Zaten suratlar asık. Mutsuzluk tavan ve her gün sabahın kör karanlığı, öğlenin telaşı, gecenin bir yarısı karşımıza bir afiş dikilmiş. Daha da sinirlendik haliyle.
Derken sosyal alemde sesler yükselmeye başladı. Hatta öyle ki, çoğu ünlü, "Bu neeee!!!" diye tepkisini dile getirdi. İlk bakışta hiç de haksız değiller.
Ve hatta çok haklılar. Fakat, lakin, ama bir haberci olarak afişin amacına ulaştığını da söylemeden edemeyeceğim.
Merak uyandırdı mı? Uyandırdı...
En azından biz habercilerin hemen dikkatini çekti. Tabii ben de hemen diziyi izledim.
Ne yalan söyleyeyim hiç beklemiyordum bir oturuşta bütün bölümleri bitirdim. Zaten 30-33 dakika arasında on bölümlük hap kadar dizi. Ve hooop diye bitti. Oysa ki, afiş, kurulan cümle falan bu kadar performans göstereceğimi hiç beklemiyordum. İzledim, üstüne bir de beğendim. Hatta hiç sıkılmadım, su gibi aktı gitti.
Ve sosyal medyaya da "Başıma bir şey gelmeyecekse Gassal'ı çok beğendim. Sayesinde Şahin Kendirci fanı oldum" diye de bir paylaşım yaptım.
***
Ve sonrasında
-Neden izledin, senin izlemen hiç hoşuma gitmedi. Sizi artık okumayacağım.
-Ahmet Kural'ın olduğu hiçbir diziyi izlemiyorum. Sizin izlemenize inanamadım. Kadın düşmanı o adam. Siz nasıl izlersiniz. "Bir de kadınların yanındayım" diyorsunuz.
-Neden izlediniz....
Diye diye uzayıp giden birçok eleştiri aldım.
***
Öncelikle
-Ben bir haberciyim her türlü şeyi takip ederim.
-Ahmet Kural'ın kadına şiddet olayını tasvip etmem mümkün değil. Ki o olay hakkında birçok yazı yazdım. Ancak olay yargıda... Bu yüzden o konu başka, bu konu!!! Bir haberci olarak konuları birbirine karıştırmam. Dizide sadece Ahmet Kural değil birçok değerli isim daha var. Ve arkasında kocaman bir ekip.

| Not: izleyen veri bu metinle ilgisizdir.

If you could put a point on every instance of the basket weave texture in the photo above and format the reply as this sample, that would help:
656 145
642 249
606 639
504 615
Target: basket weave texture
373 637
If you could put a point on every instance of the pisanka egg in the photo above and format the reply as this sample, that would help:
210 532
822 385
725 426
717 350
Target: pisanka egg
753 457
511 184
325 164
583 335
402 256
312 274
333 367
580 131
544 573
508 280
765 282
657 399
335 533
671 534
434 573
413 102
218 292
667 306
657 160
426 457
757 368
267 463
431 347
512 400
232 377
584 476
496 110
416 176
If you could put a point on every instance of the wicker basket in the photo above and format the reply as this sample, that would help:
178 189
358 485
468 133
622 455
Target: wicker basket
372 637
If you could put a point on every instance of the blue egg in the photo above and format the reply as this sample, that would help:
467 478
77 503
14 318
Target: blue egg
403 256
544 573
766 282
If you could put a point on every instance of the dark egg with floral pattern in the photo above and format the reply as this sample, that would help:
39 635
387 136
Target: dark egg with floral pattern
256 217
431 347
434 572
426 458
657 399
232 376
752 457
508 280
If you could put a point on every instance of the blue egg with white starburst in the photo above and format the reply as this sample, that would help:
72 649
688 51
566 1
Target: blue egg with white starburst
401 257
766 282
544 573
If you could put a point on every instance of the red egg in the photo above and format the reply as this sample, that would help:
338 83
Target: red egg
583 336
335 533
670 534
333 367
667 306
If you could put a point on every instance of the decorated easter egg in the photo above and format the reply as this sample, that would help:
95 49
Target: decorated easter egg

-Bir ünlüyü sevip sevmemem, bir işi izleyip izlememem ile orantılı değil. Şahsi fikirlerimi, düşüncelerimi de asla işe karıştırmam.
-Ayrıca bir dizi, film gibi işler bir kişinin üzerinden değerlendirmemeli. O dizide bir sürü oyuncu çalışıyor. Arka ekibinde bir sürü insan çalışıp ekmek parası kazanıyor.
-İçinde haber konusu olan bir durum varsa mutlaka izlerim. Hangi kanal olduğu beni ilgilendirmez, ilgilendirmemeli. Yok o kanal böyle, yok o kanal böyle diye değerlendirmem mümkün değil.
***
O yüzdendir ki
Gassal'ı bir haberci olarak değerlendirecek olursam.
Çok beğendim. Oyuncular, değindiği konular, verdikleri mesaj üzerinden çok ama çok iyi.
İnce dokunulan temalar, farkındalık yaratmak için kullanılan cümleleri ile gayet yerinde ve iyi geldi.
***
Şahin Kendirici'nin ise fanı oldum
Çocuk yaşında "Yetenek Sizsiniz Türkiye" yarışmasına katılan "O Ses Çocuklar" yarışmasını kazanan, "Müslüm" filminde de Müslüm Gürses'in çocukluğunu oynayan Şahin Kendirici fanı da oldum. Bir kere Şahin büyümüş, sesi daha da oturmuş ve Gassal'a da farklı bir bakış acısı getirmiş.
Yani cuk oturmuş.
Gayet yerinde olmuş.
Bir kere seçilen şarkılar çok ama çok iyi.
İçimiz yanarken bizi daha da bir yakıp geçti o ayrı. Ama Şahin'in yorumu, seçilen şarkılar ile 10 üzerinden 10 aldı.
Gassal ne mi anlatıyor? Kimsesiz cenazeleri yıkayan Baki'nin yaşam öyküsünü anlatan derinlikli bir dram...
***
Güle güle Ferdi Baba
"Gassal"ın en meşhur şarkılarından biri de Ferdi Tayfur'un "İçim Yanar" şarkısı ve Şahin Kendirici de adeta içimizi yakarak okuyor şarkıyı. Ama Ferdi Baba da içimizi yaktı gitti bu dünyadan.
Ne şarkılar, ne anılar, ne şöhret.
Meslek hayatım gereği Ferdi Tayfur'u takip etmek kısmet oldu çoğu kez. Ancak ben böyle bir hayran kitlesi, böyle fanatizim hiçbir sanatçıda görmedim.
Bir Ferdi Tayfur bir de Müslüm Gürses. Böyle bir fanatizim sanırım başka hiçbir ünlüye kısmet olmadı. Ama Ferdi Tayfur'a hayranlığı çok başkaydı çok. Anlatılacak gibi değil, yaşanınca görülecek türdendi.
Hayranlarını öksüz bıraktı.
Ve bir devir de kapandı.
Nurlar içinde yat Ferdi Baba. Seni ve şarkılarını asla unutmayacağız.